Мне страшно, что он мог и не захотеть построить мир, в котором я проснулась на следующий день, вышла во двор, и смотрела на то, как Хан катает на лошади Анну, а она кричит: "Вперед, аппа! Хочу быстрее!" И звонко смеётся.

Мне страшно, потому что это всё могло оказаться моей выдумкой. А я могла и дальше лежать с палате, и просто выдумывать это, чтобы чувствовать себя живой.
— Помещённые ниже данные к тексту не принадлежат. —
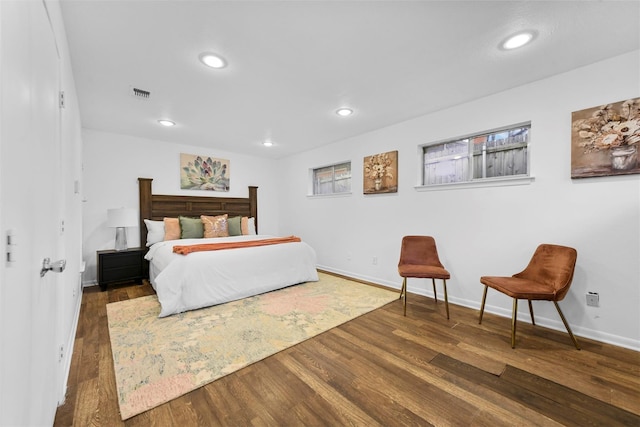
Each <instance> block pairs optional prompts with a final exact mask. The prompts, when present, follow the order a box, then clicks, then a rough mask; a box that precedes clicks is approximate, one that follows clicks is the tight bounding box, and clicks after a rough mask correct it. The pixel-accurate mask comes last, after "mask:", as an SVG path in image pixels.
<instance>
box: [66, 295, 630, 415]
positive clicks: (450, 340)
mask: <svg viewBox="0 0 640 427" xmlns="http://www.w3.org/2000/svg"><path fill="white" fill-rule="evenodd" d="M152 293H153V289H152V288H151V286H150V285H149V284H148V283H145V284H143V285H130V286H121V287H116V288H110V289H109V290H107V291H106V292H100V291H99V289H97V287H96V289H94V288H89V289H86V290H85V292H84V295H83V298H82V307H81V312H80V319H79V324H78V331H77V336H76V341H75V347H74V352H73V359H72V362H71V372H70V377H69V381H68V390H67V398H66V402H65V404H64V405H62V406H60V407H59V408H58V411H57V414H56V419H55V424H54V425H56V426H71V425H76V426H120V425H126V426H181V427H182V426H218V425H221V426H303V425H304V426H342V425H359V426H411V425H412V426H429V425H434V426H461V425H474V426H516V425H520V426H524V425H541V426H554V425H567V426H589V425H591V426H640V353H638V352H634V351H631V350H627V349H623V348H619V347H615V346H611V345H607V344H602V343H599V342H595V341H591V340H587V339H584V338H581V337H578V340H579V342H580V345H581V347H582V350H581V351H577V350H576V349H575V348H574V347H573V344H572V342H571V340H570V338H569V337H568V336H567V334H566V333H562V332H557V331H552V330H549V329H545V328H542V327H538V326H536V327H534V326H531V325H529V324H525V323H519V324H518V335H517V337H516V339H517V342H516V349H515V350H514V349H511V345H510V319H506V318H501V317H497V316H494V315H492V314H489V313H485V316H484V319H483V322H482V325H478V312H477V311H476V310H472V309H468V308H464V307H459V306H456V305H450V309H451V320H447V319H446V316H445V310H444V305H443V303H442V302H441V301H440V302H438V304H435V303H434V301H433V299H431V298H425V297H422V296H417V295H412V294H411V295H410V296H409V300H408V305H407V317H404V316H403V315H402V302H401V301H395V302H392V303H390V304H388V305H386V306H384V307H382V308H381V309H378V310H375V311H373V312H371V313H368V314H366V315H364V316H361V317H359V318H357V319H354V320H353V321H350V322H348V323H346V324H344V325H342V326H339V327H337V328H334V329H332V330H330V331H328V332H325V333H323V334H321V335H319V336H317V337H315V338H312V339H310V340H307V341H305V342H303V343H301V344H298V345H296V346H294V347H291V348H289V349H287V350H285V351H282V352H280V353H278V354H276V355H274V356H271V357H269V358H267V359H265V360H262V361H260V362H258V363H255V364H253V365H250V366H248V367H246V368H244V369H242V370H240V371H238V372H235V373H233V374H230V375H228V376H226V377H223V378H221V379H219V380H217V381H215V382H213V383H211V384H209V385H207V386H205V387H202V388H199V389H197V390H195V391H193V392H191V393H188V394H186V395H184V396H182V397H180V398H178V399H175V400H173V401H171V402H168V403H166V404H164V405H162V406H159V407H157V408H154V409H152V410H150V411H147V412H145V413H142V414H140V415H138V416H135V417H133V418H131V419H129V420H127V421H125V422H123V421H122V420H121V419H120V414H119V411H118V402H117V395H116V385H115V376H114V372H113V361H112V359H111V346H110V342H109V333H108V328H107V318H106V304H107V303H109V302H114V301H120V300H126V299H131V298H137V297H140V296H144V295H149V294H152ZM534 309H535V307H534Z"/></svg>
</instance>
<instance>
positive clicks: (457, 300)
mask: <svg viewBox="0 0 640 427" xmlns="http://www.w3.org/2000/svg"><path fill="white" fill-rule="evenodd" d="M318 269H320V270H325V271H328V272H331V273H336V274H340V275H342V276H347V277H352V278H354V279H359V280H364V281H367V282H371V283H375V284H378V285H382V286H386V287H388V288H391V289H398V290H400V286H401V283H402V280H401V279H399V280H398V281H394V282H389V281H386V280H380V279H378V278H376V277H370V276H365V275H361V274H355V273H352V272H350V271H344V270H339V269H335V268H331V267H325V266H320V265H318ZM409 292H411V293H414V294H417V295H422V296H426V297H429V298H433V293H432V292H429V291H428V290H427V288H424V289H414V288H412V287H409ZM449 302H450V303H452V304H456V305H461V306H463V307H467V308H472V309H474V310H478V311H479V310H480V301H470V300H464V299H460V298H456V297H455V296H451V295H449ZM484 311H485V312H486V313H491V314H495V315H498V316H501V317H506V318H509V319H511V310H508V309H505V308H503V307H497V306H492V305H485V308H484ZM523 317H524V318H523V319H520V318H518V321H519V322H520V321H522V322H527V323H531V322H530V320H529V319H528V318H527V317H526V316H523ZM536 325H540V326H544V327H545V328H549V329H553V330H556V331H561V332H566V329H565V327H564V324H563V323H562V321H560V320H559V319H549V318H546V317H538V316H536ZM570 326H571V330H572V331H573V333H574V335H576V336H578V337H584V338H589V339H592V340H595V341H599V342H602V343H606V344H611V345H615V346H618V347H624V348H628V349H630V350H635V351H640V343H639V342H638V341H636V340H633V339H630V338H627V337H623V336H619V335H614V334H609V333H606V332H602V331H597V330H595V329H590V328H584V327H582V326H580V325H570Z"/></svg>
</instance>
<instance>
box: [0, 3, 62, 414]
mask: <svg viewBox="0 0 640 427" xmlns="http://www.w3.org/2000/svg"><path fill="white" fill-rule="evenodd" d="M0 18H1V21H0V30H1V36H0V42H1V48H0V55H1V56H0V67H1V68H0V70H1V71H0V77H1V95H2V96H1V109H0V119H1V125H0V132H1V140H0V141H1V143H2V146H1V147H2V152H1V155H0V162H1V170H0V174H1V178H0V198H1V200H0V201H1V211H2V212H1V214H0V221H1V222H2V224H1V225H2V239H3V240H4V239H6V235H7V234H11V239H12V241H13V243H14V244H15V245H11V252H12V255H11V256H12V261H11V262H7V261H6V260H4V261H3V266H2V275H1V276H0V277H1V279H2V283H0V286H1V287H2V290H1V291H0V343H1V344H0V345H1V346H2V347H1V348H0V352H1V355H0V362H1V364H0V408H1V409H0V410H1V411H2V412H1V413H0V424H3V425H4V424H27V425H36V424H46V423H50V422H51V420H52V419H53V418H52V415H54V414H55V410H56V402H57V397H58V394H59V392H58V389H59V384H58V383H59V381H60V375H59V370H60V366H59V365H60V364H59V362H58V358H59V355H58V349H57V347H58V344H57V340H58V331H57V330H56V325H57V321H58V316H59V313H58V310H57V306H58V304H59V301H58V293H57V286H56V285H57V281H58V276H59V275H57V274H56V273H52V272H49V273H47V274H46V275H44V277H41V276H40V269H41V267H42V262H43V260H44V259H45V258H50V259H51V261H56V260H57V259H58V258H59V256H60V255H61V247H62V245H61V242H62V238H61V230H60V217H61V214H60V212H61V206H62V205H61V204H60V203H61V197H59V196H60V195H61V189H60V187H59V186H60V182H61V178H60V177H61V174H60V172H61V171H60V136H59V135H60V110H59V104H58V96H59V95H58V94H59V85H60V83H59V76H60V65H59V64H60V62H59V55H58V51H57V48H56V44H55V37H54V34H53V31H52V28H51V26H50V22H49V18H48V15H47V10H46V8H45V6H44V3H43V2H41V1H4V0H3V1H0ZM4 247H7V245H3V248H4Z"/></svg>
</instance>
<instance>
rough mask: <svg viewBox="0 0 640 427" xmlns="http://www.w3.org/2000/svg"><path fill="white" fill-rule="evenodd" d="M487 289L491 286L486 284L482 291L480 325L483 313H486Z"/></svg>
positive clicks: (488, 288)
mask: <svg viewBox="0 0 640 427" xmlns="http://www.w3.org/2000/svg"><path fill="white" fill-rule="evenodd" d="M487 289H489V287H488V286H487V285H485V287H484V292H483V293H482V305H481V306H480V319H479V320H478V325H482V315H483V314H484V303H485V301H486V300H487Z"/></svg>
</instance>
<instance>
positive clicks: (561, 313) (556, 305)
mask: <svg viewBox="0 0 640 427" xmlns="http://www.w3.org/2000/svg"><path fill="white" fill-rule="evenodd" d="M553 303H554V304H555V306H556V309H557V310H558V314H559V315H560V318H561V319H562V323H564V327H565V328H567V332H569V336H570V337H571V340H572V341H573V345H575V346H576V348H577V349H578V350H580V346H579V345H578V340H576V337H574V336H573V332H571V328H570V327H569V324H568V323H567V319H565V318H564V315H563V314H562V310H560V306H559V305H558V302H557V301H554V302H553Z"/></svg>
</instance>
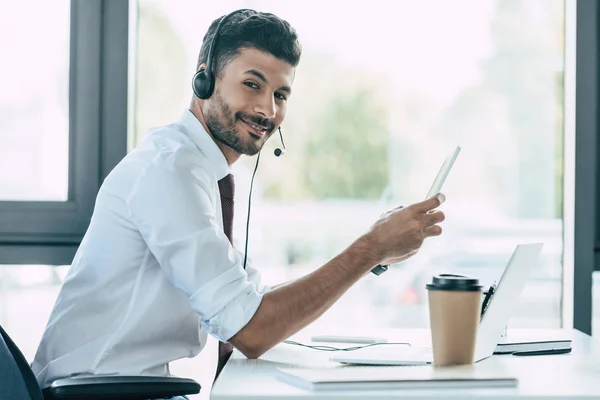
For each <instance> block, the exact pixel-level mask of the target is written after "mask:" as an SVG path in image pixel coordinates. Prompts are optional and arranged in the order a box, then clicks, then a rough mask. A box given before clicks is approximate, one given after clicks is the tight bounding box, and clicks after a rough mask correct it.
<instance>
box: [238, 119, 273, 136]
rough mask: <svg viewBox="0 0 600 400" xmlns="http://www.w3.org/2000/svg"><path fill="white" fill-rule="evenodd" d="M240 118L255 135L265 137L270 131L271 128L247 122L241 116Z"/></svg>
mask: <svg viewBox="0 0 600 400" xmlns="http://www.w3.org/2000/svg"><path fill="white" fill-rule="evenodd" d="M240 120H241V121H242V122H243V123H244V124H245V125H246V127H248V129H249V131H250V133H251V134H252V135H254V136H258V137H263V136H264V135H265V134H266V133H267V132H268V131H269V128H266V127H264V126H262V125H257V124H254V123H252V122H247V121H245V120H243V119H241V118H240Z"/></svg>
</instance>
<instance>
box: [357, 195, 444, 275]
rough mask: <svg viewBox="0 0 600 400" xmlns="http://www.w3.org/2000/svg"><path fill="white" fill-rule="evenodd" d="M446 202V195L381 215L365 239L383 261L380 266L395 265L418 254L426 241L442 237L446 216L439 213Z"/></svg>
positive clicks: (399, 208) (414, 204)
mask: <svg viewBox="0 0 600 400" xmlns="http://www.w3.org/2000/svg"><path fill="white" fill-rule="evenodd" d="M445 200H446V198H445V196H444V195H443V194H441V193H440V194H438V195H437V196H436V197H432V198H431V199H427V200H425V201H422V202H420V203H415V204H412V205H410V206H408V207H397V208H395V209H393V210H391V211H388V212H387V213H385V214H384V215H382V216H381V217H380V218H379V220H378V221H377V222H375V224H373V226H372V227H371V229H370V231H369V232H368V233H367V234H366V239H367V240H368V242H369V243H370V244H371V247H372V250H373V252H374V254H375V256H376V257H377V259H380V260H381V262H380V264H384V265H387V264H393V263H397V262H400V261H404V260H406V259H407V258H409V257H411V256H413V255H415V254H416V253H417V252H418V251H419V248H421V245H422V244H423V241H424V240H425V238H427V237H430V236H439V235H441V234H442V228H441V226H439V225H437V224H439V223H440V222H442V221H444V219H445V216H444V213H443V212H441V211H436V210H435V209H436V208H438V207H439V206H440V205H441V204H442V203H443V202H444V201H445Z"/></svg>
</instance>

Но это было правдой. Это стало моей историей о том, как насилие и ненависть способны разрушить всё. И как это всё может собрать обратно любовь. Чувство чужого мальчишки, с другой реальности, с другими правилами, который ради меня бросил всё и повзрослел настолько быстро, что у меня до сих пор болит сердце из-за того, что по моей вине, он прошел через подобное. Но Хан никогда не узнает об этом. Я никогда не скажу, что мне его жаль, я буду говорить лишь насколько люблю его.

Это чудо, которое ворвалось в мою жизнь, окрасило чёрно-белые тона в яркие краски и подарило мне счастье.

— Омма!

— Наэ хетсаль, а ну-ка иди сюда!

Я помахала им рукой, и спустилась с крыльца. Широкий вольер, обступили парнишки Лакфортов. Они часто прибегали к нам. Я обошла их по дуге и вошла в вольер, махнув рукой и девчонкам, которых привез Брэд. Наш управляющий.

— Чего ты копаешься? Иди сюда! — Хан спрыгнул на землю и резко подхватил меня, заставив сесть за Анной, которая тут же потянула ко мне руки и я её обняла.

А потом почувствовала как Хан сел позади нас, и схватился за поводья.

— Анна! Руководи! — прозвучало над моим плечом и я прижалась к груди Хана, нежно проводя рукой по его бедру.

— Не проказничай, нэ агашши! — горячий шепот коснулся моих волос, но ответила не я.

— Хорошо, аппа! — Анна схватилась за вторую пару поводья, а я нахмурилась:

— Так! А мне за что держаться?

— Аппа будет держать омма, пока я буду держать Звёздочку, — было мне ответом, и Анна потянула за вожжи.

— Эге! Анна, чушим! *(Анна, потише) — мягко шикнул Хан, когда лошадь подалась слишком резко вперёд.

— Йее, аппа! Чосомнида! — Анна потянула мягче, и лошадь спокойно поскакала в сторону выезда.

— Умница, — я обхватила её рукой, и мы спокойно выехали на тропинку к холмам.

— Эй, хозяева! Вас когда ждать? — Бэрта выбежала из конюшни, и Хан громко ответил, мягко выравнивая лошадь и подгоняя:

— До вечера нас не будет! Мы в коттедже на озёрах.

— Окей!

Я улыбнулась, и прижала Анну сильнее к себе, пока перед нами простиралась земля окрашенная в красный оттенок заката. Но для меня он не был уже пугающим. Теперь закат ассоциировался с Ханом и его фигурой в мягких золотистых лучах.